Stage3D Draw Calls: Part 1
There’s no doubt that Flash 11’s new Stage3D
API can produce some amazing results by giving us access to the power of the user’s video card/GPU. However, it’d be a mistake to blindly assume that it is always faster than the traditional Flash display list (i.e. Stage
). Today’s article begins a series that discusses the topic of “draw calls” and how they heavily impact the performance of your application.

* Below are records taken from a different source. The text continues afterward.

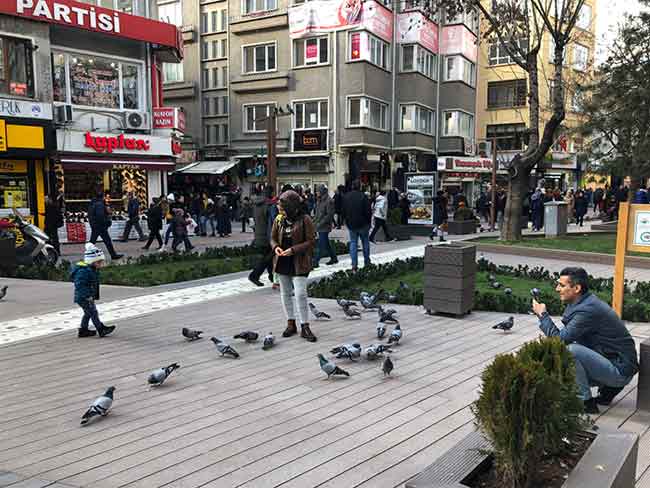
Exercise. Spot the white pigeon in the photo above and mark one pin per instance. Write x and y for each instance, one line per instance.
(100, 406)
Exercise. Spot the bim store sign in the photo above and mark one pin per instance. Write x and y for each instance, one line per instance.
(98, 19)
(115, 144)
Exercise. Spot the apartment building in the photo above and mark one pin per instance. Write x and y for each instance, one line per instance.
(503, 105)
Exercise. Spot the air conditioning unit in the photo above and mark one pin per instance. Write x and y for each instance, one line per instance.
(63, 114)
(484, 149)
(137, 121)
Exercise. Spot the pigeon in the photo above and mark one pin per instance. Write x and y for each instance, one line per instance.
(224, 348)
(387, 367)
(192, 335)
(350, 351)
(269, 341)
(381, 330)
(373, 351)
(330, 368)
(247, 335)
(158, 377)
(395, 335)
(318, 314)
(345, 303)
(505, 325)
(351, 313)
(386, 316)
(100, 406)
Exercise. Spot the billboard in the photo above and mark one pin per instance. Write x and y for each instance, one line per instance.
(321, 16)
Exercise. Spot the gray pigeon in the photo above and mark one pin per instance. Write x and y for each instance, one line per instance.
(373, 351)
(330, 368)
(100, 406)
(318, 314)
(224, 348)
(345, 303)
(387, 367)
(381, 330)
(247, 335)
(505, 325)
(387, 316)
(350, 351)
(191, 335)
(158, 377)
(269, 341)
(395, 335)
(351, 313)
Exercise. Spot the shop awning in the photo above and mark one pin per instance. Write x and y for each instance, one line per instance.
(99, 163)
(208, 167)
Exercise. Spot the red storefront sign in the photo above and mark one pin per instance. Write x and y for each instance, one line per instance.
(169, 118)
(97, 19)
(109, 144)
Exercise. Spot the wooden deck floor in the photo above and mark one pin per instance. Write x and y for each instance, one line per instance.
(267, 419)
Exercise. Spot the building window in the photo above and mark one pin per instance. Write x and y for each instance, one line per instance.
(310, 115)
(94, 81)
(416, 118)
(367, 112)
(457, 68)
(309, 52)
(510, 137)
(498, 54)
(458, 124)
(254, 117)
(416, 58)
(17, 67)
(363, 46)
(584, 17)
(259, 58)
(252, 6)
(507, 94)
(470, 19)
(580, 57)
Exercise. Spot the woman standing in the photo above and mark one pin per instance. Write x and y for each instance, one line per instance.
(292, 241)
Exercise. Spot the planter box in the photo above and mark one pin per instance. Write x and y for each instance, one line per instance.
(449, 278)
(462, 227)
(616, 452)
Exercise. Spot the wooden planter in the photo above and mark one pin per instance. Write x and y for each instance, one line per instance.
(461, 227)
(449, 278)
(615, 452)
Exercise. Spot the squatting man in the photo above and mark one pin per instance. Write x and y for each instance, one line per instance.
(602, 347)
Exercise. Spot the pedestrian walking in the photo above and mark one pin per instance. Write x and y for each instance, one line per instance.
(154, 221)
(85, 275)
(358, 214)
(323, 220)
(180, 223)
(100, 220)
(292, 241)
(380, 214)
(133, 211)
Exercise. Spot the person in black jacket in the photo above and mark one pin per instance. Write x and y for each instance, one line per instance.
(358, 216)
(154, 219)
(100, 221)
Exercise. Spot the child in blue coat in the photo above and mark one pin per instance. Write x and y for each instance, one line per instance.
(85, 275)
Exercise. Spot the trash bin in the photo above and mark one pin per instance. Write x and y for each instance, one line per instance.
(556, 218)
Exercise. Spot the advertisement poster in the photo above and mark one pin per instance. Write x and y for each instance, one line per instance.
(415, 27)
(642, 229)
(458, 39)
(420, 189)
(321, 16)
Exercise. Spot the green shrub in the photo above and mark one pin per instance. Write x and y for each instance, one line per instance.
(528, 404)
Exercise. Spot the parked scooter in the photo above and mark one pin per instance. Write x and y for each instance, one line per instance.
(32, 244)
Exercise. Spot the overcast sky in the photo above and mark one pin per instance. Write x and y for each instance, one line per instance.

Simply put, a “draw call” (or simply a “draw”) is a call to Context3D.drawTriangles
. To get anything other than a background color to show up, you’ll need to make at least one call to this function. As it turns out, a video card/GPU is happiest when you make exactly one call to this function. The reason is simple: GPUs prefer to be given a large data set and to chug away on it uninterrupted. Giving the GPU a few triangles at a time is the perfect way to interrupt this batch processing of your rendering data. In fact, you may have noticed that a shader program in Flash 11 cannot contain any branching code such as if-else
or switch
. While these branching instructions are actually available on many GPUs, they result in an interruption to the GPU’s batch processing because the sequence of shader opcodes to execute will change depending on the condition of your branching code.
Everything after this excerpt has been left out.